Reactive adsorption desulfurization (RADS) is an effective desulfurization technology in refineries to reduce the sulfur contents in oil products. To ameliorate the desulfurization technology, the evolution of coke was first studied in the air-firing regeneration of a typical spent Ni/ZnO sulfur adsorbent used in RADS. Efforts were made to elaborate the conversion of carbon and sulfur during the oxy-firing regeneration of the spent adsorbent to test the possibility of applying that carbon capture technology – oxy-fuel combustion to the sulfur adsorbent regeneration.
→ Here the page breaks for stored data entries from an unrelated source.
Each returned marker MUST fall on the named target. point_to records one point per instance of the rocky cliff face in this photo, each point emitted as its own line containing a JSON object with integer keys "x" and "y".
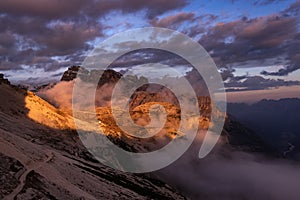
{"x": 41, "y": 157}
{"x": 3, "y": 80}
{"x": 234, "y": 133}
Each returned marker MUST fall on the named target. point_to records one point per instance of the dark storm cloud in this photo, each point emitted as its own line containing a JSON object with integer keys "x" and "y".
{"x": 256, "y": 39}
{"x": 266, "y": 2}
{"x": 173, "y": 21}
{"x": 256, "y": 83}
{"x": 34, "y": 31}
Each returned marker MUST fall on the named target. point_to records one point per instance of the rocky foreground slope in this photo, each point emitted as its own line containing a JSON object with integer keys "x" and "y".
{"x": 41, "y": 157}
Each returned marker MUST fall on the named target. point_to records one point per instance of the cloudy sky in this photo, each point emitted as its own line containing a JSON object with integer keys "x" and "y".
{"x": 255, "y": 44}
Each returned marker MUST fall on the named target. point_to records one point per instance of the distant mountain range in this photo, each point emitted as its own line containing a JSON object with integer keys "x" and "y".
{"x": 275, "y": 121}
{"x": 42, "y": 157}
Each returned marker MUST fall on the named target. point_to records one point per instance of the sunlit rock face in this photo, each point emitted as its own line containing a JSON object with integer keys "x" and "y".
{"x": 42, "y": 157}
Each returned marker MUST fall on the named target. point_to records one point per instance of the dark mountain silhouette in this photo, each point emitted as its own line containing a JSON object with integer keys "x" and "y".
{"x": 276, "y": 122}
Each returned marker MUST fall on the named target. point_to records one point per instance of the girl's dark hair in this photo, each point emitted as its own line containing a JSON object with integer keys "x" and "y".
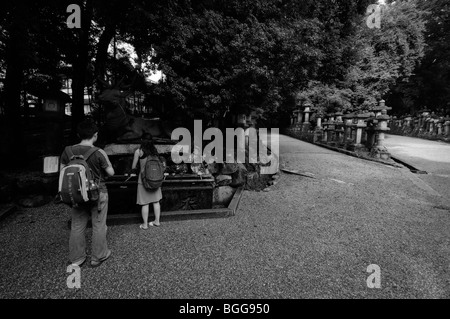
{"x": 87, "y": 129}
{"x": 148, "y": 148}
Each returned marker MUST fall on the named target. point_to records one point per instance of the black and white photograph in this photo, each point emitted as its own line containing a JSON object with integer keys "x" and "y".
{"x": 223, "y": 156}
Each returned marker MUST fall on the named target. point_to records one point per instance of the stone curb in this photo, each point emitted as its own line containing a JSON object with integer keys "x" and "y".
{"x": 6, "y": 211}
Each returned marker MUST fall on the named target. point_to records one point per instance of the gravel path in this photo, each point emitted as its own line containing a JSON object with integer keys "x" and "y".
{"x": 306, "y": 238}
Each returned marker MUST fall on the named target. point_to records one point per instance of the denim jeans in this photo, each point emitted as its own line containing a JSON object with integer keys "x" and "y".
{"x": 80, "y": 218}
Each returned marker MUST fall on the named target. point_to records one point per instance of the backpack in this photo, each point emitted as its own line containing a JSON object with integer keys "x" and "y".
{"x": 77, "y": 184}
{"x": 153, "y": 174}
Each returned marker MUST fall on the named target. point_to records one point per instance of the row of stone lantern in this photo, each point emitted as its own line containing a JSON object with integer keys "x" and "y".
{"x": 425, "y": 125}
{"x": 356, "y": 132}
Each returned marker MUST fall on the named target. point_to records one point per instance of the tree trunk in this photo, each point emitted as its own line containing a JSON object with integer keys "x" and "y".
{"x": 102, "y": 54}
{"x": 80, "y": 67}
{"x": 15, "y": 61}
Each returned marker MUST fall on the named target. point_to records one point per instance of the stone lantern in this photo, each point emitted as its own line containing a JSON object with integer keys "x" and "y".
{"x": 380, "y": 151}
{"x": 360, "y": 126}
{"x": 53, "y": 111}
{"x": 331, "y": 130}
{"x": 339, "y": 128}
{"x": 348, "y": 126}
{"x": 447, "y": 126}
{"x": 307, "y": 111}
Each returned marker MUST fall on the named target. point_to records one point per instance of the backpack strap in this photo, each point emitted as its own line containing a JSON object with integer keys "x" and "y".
{"x": 69, "y": 152}
{"x": 91, "y": 151}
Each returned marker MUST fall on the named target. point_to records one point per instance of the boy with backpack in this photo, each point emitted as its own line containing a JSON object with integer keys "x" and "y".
{"x": 151, "y": 176}
{"x": 82, "y": 186}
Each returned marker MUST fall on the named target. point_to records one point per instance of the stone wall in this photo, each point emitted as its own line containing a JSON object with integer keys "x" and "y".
{"x": 362, "y": 132}
{"x": 424, "y": 125}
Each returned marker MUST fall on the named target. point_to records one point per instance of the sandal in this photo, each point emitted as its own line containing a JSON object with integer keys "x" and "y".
{"x": 153, "y": 224}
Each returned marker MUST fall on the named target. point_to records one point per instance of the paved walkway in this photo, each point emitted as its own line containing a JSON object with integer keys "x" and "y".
{"x": 306, "y": 238}
{"x": 430, "y": 156}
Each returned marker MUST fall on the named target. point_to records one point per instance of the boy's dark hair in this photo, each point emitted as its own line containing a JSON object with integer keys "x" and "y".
{"x": 148, "y": 148}
{"x": 87, "y": 129}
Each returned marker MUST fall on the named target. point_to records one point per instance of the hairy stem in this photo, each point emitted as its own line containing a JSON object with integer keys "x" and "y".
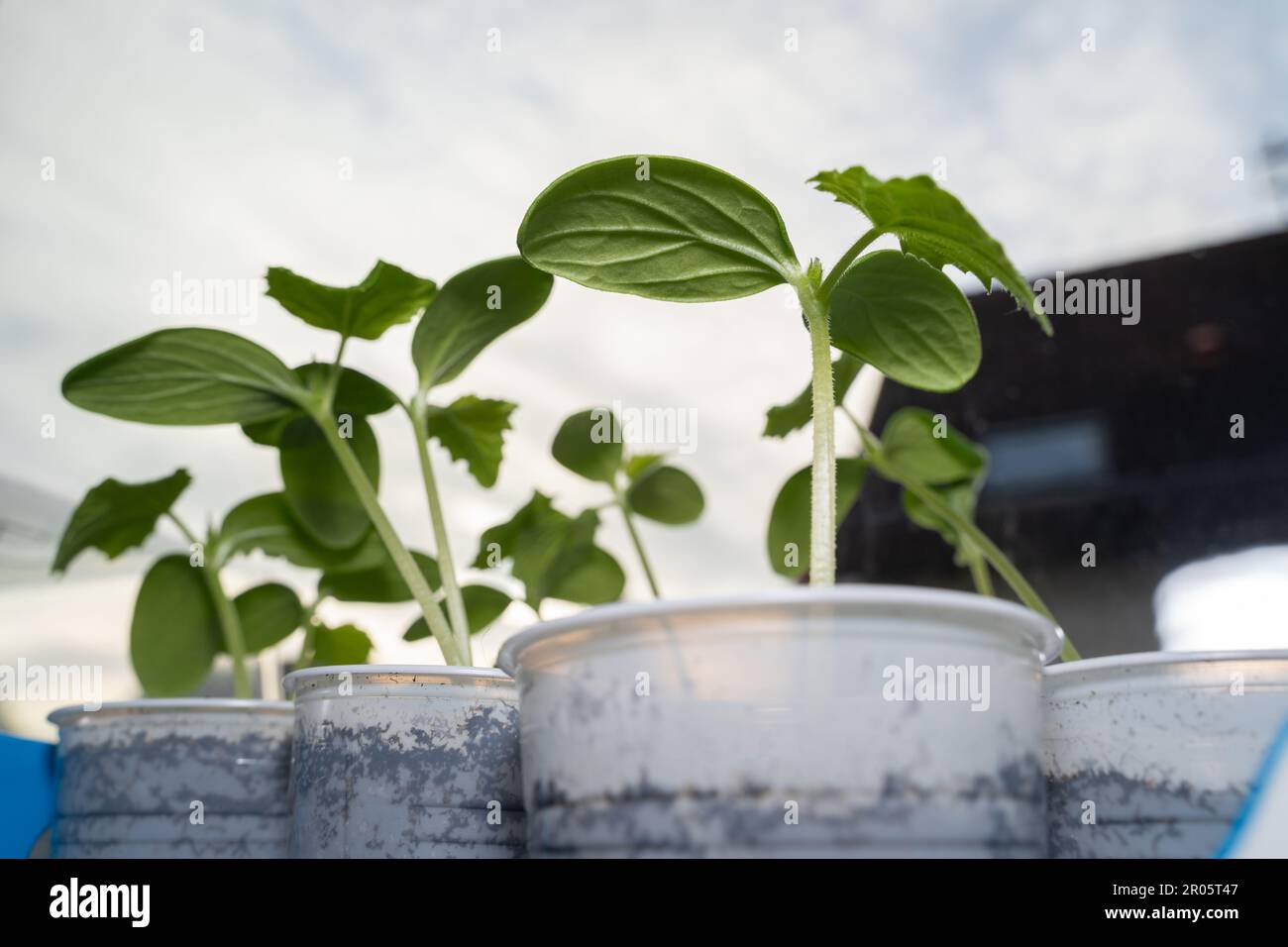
{"x": 846, "y": 260}
{"x": 403, "y": 562}
{"x": 639, "y": 545}
{"x": 226, "y": 613}
{"x": 965, "y": 527}
{"x": 979, "y": 573}
{"x": 446, "y": 565}
{"x": 822, "y": 541}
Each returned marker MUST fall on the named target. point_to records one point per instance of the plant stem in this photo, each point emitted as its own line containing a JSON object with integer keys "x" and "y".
{"x": 964, "y": 526}
{"x": 639, "y": 545}
{"x": 844, "y": 263}
{"x": 822, "y": 541}
{"x": 403, "y": 562}
{"x": 446, "y": 565}
{"x": 230, "y": 625}
{"x": 979, "y": 573}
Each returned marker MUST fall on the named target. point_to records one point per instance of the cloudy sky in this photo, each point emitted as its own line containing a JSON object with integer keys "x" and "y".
{"x": 323, "y": 137}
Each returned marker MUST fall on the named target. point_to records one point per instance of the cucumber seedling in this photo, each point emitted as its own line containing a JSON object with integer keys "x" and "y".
{"x": 675, "y": 230}
{"x": 183, "y": 617}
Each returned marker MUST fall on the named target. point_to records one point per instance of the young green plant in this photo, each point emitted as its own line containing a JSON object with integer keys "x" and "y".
{"x": 675, "y": 230}
{"x": 317, "y": 415}
{"x": 590, "y": 445}
{"x": 921, "y": 445}
{"x": 183, "y": 617}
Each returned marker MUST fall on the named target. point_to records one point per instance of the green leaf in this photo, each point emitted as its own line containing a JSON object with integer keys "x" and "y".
{"x": 473, "y": 309}
{"x": 909, "y": 320}
{"x": 266, "y": 522}
{"x": 385, "y": 298}
{"x": 961, "y": 497}
{"x": 268, "y": 613}
{"x": 931, "y": 224}
{"x": 589, "y": 444}
{"x": 640, "y": 464}
{"x": 381, "y": 583}
{"x": 334, "y": 647}
{"x": 782, "y": 420}
{"x": 356, "y": 394}
{"x": 316, "y": 487}
{"x": 184, "y": 376}
{"x": 666, "y": 495}
{"x": 174, "y": 634}
{"x": 596, "y": 579}
{"x": 115, "y": 517}
{"x": 483, "y": 605}
{"x": 553, "y": 554}
{"x": 789, "y": 538}
{"x": 910, "y": 444}
{"x": 472, "y": 429}
{"x": 658, "y": 227}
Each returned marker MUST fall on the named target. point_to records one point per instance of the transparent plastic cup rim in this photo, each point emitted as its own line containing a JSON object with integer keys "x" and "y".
{"x": 292, "y": 682}
{"x": 167, "y": 705}
{"x": 1042, "y": 634}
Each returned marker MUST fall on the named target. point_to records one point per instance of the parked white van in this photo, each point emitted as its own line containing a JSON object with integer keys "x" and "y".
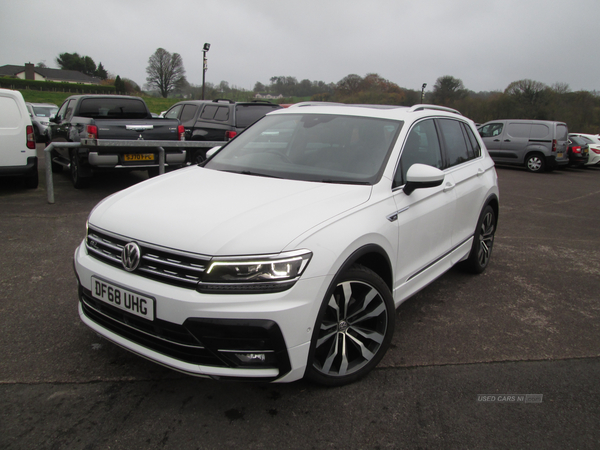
{"x": 538, "y": 145}
{"x": 18, "y": 155}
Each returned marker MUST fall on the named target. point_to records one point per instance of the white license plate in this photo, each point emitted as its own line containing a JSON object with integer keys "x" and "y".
{"x": 133, "y": 302}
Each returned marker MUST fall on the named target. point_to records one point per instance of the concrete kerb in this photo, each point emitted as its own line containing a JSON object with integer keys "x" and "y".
{"x": 119, "y": 143}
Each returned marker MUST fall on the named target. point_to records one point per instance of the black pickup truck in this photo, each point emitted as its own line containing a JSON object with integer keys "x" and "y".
{"x": 216, "y": 120}
{"x": 114, "y": 117}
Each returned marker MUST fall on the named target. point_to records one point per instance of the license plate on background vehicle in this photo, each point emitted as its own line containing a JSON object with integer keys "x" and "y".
{"x": 138, "y": 157}
{"x": 133, "y": 302}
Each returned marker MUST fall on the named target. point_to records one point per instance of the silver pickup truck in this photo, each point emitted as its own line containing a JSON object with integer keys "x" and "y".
{"x": 110, "y": 117}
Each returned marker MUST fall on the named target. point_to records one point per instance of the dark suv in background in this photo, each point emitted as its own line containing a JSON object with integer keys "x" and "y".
{"x": 216, "y": 120}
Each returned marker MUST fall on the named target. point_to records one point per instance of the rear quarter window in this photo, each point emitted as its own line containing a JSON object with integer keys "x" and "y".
{"x": 246, "y": 115}
{"x": 457, "y": 151}
{"x": 519, "y": 130}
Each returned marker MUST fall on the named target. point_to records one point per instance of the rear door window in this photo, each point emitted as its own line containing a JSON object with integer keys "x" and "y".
{"x": 173, "y": 113}
{"x": 519, "y": 130}
{"x": 455, "y": 144}
{"x": 246, "y": 115}
{"x": 561, "y": 132}
{"x": 491, "y": 130}
{"x": 188, "y": 114}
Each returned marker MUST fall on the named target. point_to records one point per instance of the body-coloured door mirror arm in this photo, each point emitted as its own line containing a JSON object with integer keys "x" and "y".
{"x": 421, "y": 176}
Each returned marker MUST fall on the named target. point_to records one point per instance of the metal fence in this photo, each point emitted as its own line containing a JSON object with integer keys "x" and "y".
{"x": 90, "y": 143}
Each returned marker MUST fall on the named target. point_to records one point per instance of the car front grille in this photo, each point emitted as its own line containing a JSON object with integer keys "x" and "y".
{"x": 207, "y": 342}
{"x": 163, "y": 337}
{"x": 165, "y": 265}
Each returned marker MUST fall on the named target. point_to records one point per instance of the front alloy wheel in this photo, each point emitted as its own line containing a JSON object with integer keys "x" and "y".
{"x": 353, "y": 330}
{"x": 483, "y": 241}
{"x": 535, "y": 163}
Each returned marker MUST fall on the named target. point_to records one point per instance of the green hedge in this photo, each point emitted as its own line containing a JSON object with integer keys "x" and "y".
{"x": 73, "y": 88}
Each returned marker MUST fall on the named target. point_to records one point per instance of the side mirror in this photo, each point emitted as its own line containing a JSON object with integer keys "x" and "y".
{"x": 420, "y": 176}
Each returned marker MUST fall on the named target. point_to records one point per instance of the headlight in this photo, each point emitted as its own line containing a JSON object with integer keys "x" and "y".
{"x": 261, "y": 274}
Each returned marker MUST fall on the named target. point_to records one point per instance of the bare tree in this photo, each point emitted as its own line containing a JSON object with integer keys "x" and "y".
{"x": 165, "y": 71}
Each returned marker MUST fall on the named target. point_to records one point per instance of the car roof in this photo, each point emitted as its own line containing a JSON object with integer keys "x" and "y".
{"x": 376, "y": 111}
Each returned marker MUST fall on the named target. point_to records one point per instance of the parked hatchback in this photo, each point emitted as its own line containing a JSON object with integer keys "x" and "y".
{"x": 216, "y": 120}
{"x": 578, "y": 151}
{"x": 593, "y": 141}
{"x": 287, "y": 252}
{"x": 538, "y": 145}
{"x": 18, "y": 156}
{"x": 40, "y": 114}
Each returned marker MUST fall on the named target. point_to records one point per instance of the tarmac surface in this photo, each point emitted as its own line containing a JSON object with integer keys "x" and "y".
{"x": 506, "y": 359}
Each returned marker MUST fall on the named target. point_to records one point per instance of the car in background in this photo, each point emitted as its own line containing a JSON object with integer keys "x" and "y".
{"x": 593, "y": 140}
{"x": 539, "y": 145}
{"x": 286, "y": 253}
{"x": 40, "y": 114}
{"x": 216, "y": 120}
{"x": 18, "y": 156}
{"x": 578, "y": 151}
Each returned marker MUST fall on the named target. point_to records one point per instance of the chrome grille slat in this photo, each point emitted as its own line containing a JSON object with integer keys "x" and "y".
{"x": 162, "y": 264}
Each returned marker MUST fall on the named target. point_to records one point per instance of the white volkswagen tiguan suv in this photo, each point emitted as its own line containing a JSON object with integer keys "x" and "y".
{"x": 286, "y": 253}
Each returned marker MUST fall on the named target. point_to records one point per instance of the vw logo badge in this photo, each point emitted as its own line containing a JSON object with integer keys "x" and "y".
{"x": 131, "y": 257}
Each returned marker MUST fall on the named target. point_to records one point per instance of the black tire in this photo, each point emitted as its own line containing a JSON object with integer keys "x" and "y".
{"x": 199, "y": 156}
{"x": 56, "y": 168}
{"x": 78, "y": 181}
{"x": 483, "y": 242}
{"x": 31, "y": 181}
{"x": 353, "y": 330}
{"x": 535, "y": 163}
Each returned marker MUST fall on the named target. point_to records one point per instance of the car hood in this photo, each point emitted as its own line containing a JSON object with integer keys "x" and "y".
{"x": 218, "y": 213}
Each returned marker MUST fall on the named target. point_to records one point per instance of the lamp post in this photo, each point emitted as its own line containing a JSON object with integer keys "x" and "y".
{"x": 204, "y": 50}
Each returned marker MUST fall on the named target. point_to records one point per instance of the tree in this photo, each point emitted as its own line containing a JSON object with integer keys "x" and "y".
{"x": 101, "y": 72}
{"x": 165, "y": 72}
{"x": 72, "y": 61}
{"x": 119, "y": 85}
{"x": 448, "y": 90}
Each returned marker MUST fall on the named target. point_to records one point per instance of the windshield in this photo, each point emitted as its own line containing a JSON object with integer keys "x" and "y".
{"x": 44, "y": 111}
{"x": 312, "y": 147}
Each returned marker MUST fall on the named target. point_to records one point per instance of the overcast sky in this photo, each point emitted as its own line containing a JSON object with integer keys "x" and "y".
{"x": 486, "y": 43}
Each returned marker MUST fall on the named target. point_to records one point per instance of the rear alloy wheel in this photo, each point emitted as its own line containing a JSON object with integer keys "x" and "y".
{"x": 354, "y": 328}
{"x": 483, "y": 242}
{"x": 535, "y": 163}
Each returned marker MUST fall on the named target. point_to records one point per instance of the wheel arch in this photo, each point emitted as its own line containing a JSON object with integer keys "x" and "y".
{"x": 371, "y": 256}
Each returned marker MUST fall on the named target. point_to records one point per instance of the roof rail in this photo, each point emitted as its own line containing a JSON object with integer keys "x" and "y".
{"x": 295, "y": 105}
{"x": 436, "y": 107}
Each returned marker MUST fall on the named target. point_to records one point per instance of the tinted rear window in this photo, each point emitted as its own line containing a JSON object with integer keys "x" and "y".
{"x": 246, "y": 115}
{"x": 113, "y": 108}
{"x": 539, "y": 131}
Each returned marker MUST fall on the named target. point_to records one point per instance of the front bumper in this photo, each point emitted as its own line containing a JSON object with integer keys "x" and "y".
{"x": 253, "y": 337}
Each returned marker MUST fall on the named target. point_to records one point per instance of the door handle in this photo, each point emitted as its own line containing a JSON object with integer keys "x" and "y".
{"x": 449, "y": 186}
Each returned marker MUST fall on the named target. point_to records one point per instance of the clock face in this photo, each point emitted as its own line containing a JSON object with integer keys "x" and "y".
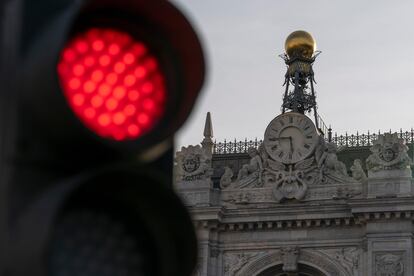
{"x": 290, "y": 137}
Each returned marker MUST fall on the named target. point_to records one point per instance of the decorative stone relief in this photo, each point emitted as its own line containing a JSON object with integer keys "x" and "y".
{"x": 345, "y": 193}
{"x": 388, "y": 153}
{"x": 347, "y": 257}
{"x": 255, "y": 165}
{"x": 290, "y": 181}
{"x": 290, "y": 257}
{"x": 234, "y": 262}
{"x": 225, "y": 179}
{"x": 358, "y": 172}
{"x": 192, "y": 163}
{"x": 331, "y": 170}
{"x": 389, "y": 264}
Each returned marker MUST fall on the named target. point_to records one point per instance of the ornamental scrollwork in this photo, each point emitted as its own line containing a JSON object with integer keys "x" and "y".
{"x": 389, "y": 152}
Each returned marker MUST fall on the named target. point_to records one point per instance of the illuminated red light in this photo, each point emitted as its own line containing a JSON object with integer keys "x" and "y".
{"x": 112, "y": 83}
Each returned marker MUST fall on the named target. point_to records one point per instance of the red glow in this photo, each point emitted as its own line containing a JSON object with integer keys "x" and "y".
{"x": 112, "y": 83}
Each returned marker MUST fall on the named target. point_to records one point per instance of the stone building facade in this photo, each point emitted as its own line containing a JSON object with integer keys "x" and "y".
{"x": 344, "y": 210}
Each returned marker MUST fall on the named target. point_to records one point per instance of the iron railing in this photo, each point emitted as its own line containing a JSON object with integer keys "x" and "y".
{"x": 353, "y": 140}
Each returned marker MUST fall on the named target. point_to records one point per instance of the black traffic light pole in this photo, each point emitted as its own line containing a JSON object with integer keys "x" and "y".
{"x": 60, "y": 179}
{"x": 10, "y": 16}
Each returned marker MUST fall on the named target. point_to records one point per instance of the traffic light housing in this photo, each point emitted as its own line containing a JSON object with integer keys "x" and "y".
{"x": 103, "y": 87}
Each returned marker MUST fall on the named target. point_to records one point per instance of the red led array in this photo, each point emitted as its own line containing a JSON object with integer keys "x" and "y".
{"x": 112, "y": 83}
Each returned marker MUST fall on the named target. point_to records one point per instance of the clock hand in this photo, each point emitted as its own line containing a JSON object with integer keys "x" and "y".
{"x": 291, "y": 144}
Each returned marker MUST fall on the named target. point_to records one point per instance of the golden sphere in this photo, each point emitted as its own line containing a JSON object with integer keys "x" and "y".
{"x": 300, "y": 43}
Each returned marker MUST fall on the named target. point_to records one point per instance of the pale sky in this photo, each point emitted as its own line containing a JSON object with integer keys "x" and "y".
{"x": 364, "y": 74}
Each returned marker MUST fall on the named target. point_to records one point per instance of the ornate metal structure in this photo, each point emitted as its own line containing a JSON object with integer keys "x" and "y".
{"x": 298, "y": 202}
{"x": 299, "y": 57}
{"x": 341, "y": 141}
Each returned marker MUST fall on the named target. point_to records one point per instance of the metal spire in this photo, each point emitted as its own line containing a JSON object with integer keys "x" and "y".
{"x": 207, "y": 142}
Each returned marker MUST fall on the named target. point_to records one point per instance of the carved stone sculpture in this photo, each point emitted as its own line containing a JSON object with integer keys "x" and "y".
{"x": 288, "y": 181}
{"x": 389, "y": 265}
{"x": 290, "y": 256}
{"x": 255, "y": 165}
{"x": 192, "y": 163}
{"x": 388, "y": 153}
{"x": 225, "y": 179}
{"x": 234, "y": 262}
{"x": 358, "y": 172}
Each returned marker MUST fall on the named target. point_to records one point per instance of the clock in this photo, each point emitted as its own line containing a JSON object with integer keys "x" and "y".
{"x": 290, "y": 137}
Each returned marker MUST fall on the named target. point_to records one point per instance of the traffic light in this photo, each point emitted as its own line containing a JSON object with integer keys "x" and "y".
{"x": 102, "y": 87}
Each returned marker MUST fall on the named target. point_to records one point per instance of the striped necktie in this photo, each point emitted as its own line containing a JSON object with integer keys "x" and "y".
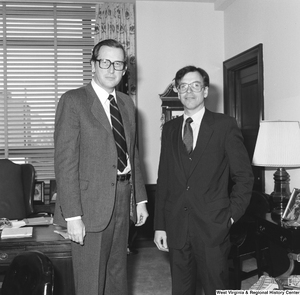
{"x": 188, "y": 135}
{"x": 119, "y": 134}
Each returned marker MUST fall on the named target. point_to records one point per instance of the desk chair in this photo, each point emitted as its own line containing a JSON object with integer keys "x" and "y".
{"x": 243, "y": 239}
{"x": 30, "y": 273}
{"x": 17, "y": 184}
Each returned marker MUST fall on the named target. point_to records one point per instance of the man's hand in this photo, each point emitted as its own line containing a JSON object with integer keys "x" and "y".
{"x": 160, "y": 239}
{"x": 76, "y": 230}
{"x": 142, "y": 214}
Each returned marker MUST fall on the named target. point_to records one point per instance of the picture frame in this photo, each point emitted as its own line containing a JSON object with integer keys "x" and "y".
{"x": 39, "y": 192}
{"x": 53, "y": 191}
{"x": 292, "y": 210}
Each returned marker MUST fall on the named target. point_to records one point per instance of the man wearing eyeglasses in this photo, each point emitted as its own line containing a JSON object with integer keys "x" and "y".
{"x": 99, "y": 182}
{"x": 200, "y": 152}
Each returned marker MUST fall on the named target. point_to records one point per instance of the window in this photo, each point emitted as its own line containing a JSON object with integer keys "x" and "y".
{"x": 45, "y": 50}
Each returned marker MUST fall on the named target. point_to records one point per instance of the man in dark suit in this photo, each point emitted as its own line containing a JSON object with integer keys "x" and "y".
{"x": 99, "y": 182}
{"x": 200, "y": 152}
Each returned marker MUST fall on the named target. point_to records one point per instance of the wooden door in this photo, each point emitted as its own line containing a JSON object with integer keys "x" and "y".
{"x": 243, "y": 99}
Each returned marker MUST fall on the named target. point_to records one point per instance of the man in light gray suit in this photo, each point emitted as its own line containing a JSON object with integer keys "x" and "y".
{"x": 96, "y": 195}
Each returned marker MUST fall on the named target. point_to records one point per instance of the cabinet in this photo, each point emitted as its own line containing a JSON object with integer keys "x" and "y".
{"x": 171, "y": 105}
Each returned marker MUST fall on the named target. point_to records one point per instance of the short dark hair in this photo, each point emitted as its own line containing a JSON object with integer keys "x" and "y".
{"x": 109, "y": 43}
{"x": 182, "y": 72}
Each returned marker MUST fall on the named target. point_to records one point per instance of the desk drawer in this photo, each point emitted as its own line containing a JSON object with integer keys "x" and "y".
{"x": 7, "y": 255}
{"x": 280, "y": 235}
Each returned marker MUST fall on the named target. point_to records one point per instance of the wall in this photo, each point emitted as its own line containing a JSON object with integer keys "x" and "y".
{"x": 171, "y": 35}
{"x": 275, "y": 24}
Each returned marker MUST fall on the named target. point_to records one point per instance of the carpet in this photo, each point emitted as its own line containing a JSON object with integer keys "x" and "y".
{"x": 149, "y": 272}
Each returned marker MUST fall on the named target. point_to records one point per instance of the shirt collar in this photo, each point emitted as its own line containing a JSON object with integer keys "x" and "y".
{"x": 197, "y": 118}
{"x": 101, "y": 93}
A lab-scale drop-tube furnace was employed to conduct the combustion experiments; and the speciation of carbon and sulfur in the regenerated adsorbents was characterized by advanced techniques including near-edge X-ray absorption fine structure (NEXAFS), Fourier transform infrared (FTIR), X-ray photoelectron spectroscopy (XPS), and X-ray diffraction (XRD). The catalytic role of metals (Ni/Zn) in the coke combustion was also verified by acid leaching and temperature-programmed oxidation (TPO) experiments. It has been founded that the carbonaceous materials deposited on the adsorbent comprise five groups, including polyaromatic and graphitic carbon with a fraction of around 27 mol% of the entire carbon, and the other groups which are mostly light aliphatic compounds and oxygen-containing functional groups. During the air-firing regeneration process, most of the light coke species were oxidized into oxygenated intermediates and then desorbed as CO and CO2, with a small portion being polymerized into heavy molecules. Oxy-firing regeneration was verified to improve the efficiency of coke combustion due to the metal-catalyzed CO2 gasification reaction and improved the sulfur conversion under the oxygen-lean condition such as 3 vol% O2 in CO2. The carbon conversion increased from 23% in 3%O2/N2 to 31% in 3%O2/CO2 at 510 ℃. In the meantime, the sulfur conversion was also increased from 50% to 57% at 750 ℃, which is probably due to that the CO2 gasification of coke alleviated the competition of oxygen between carbon and sulfur.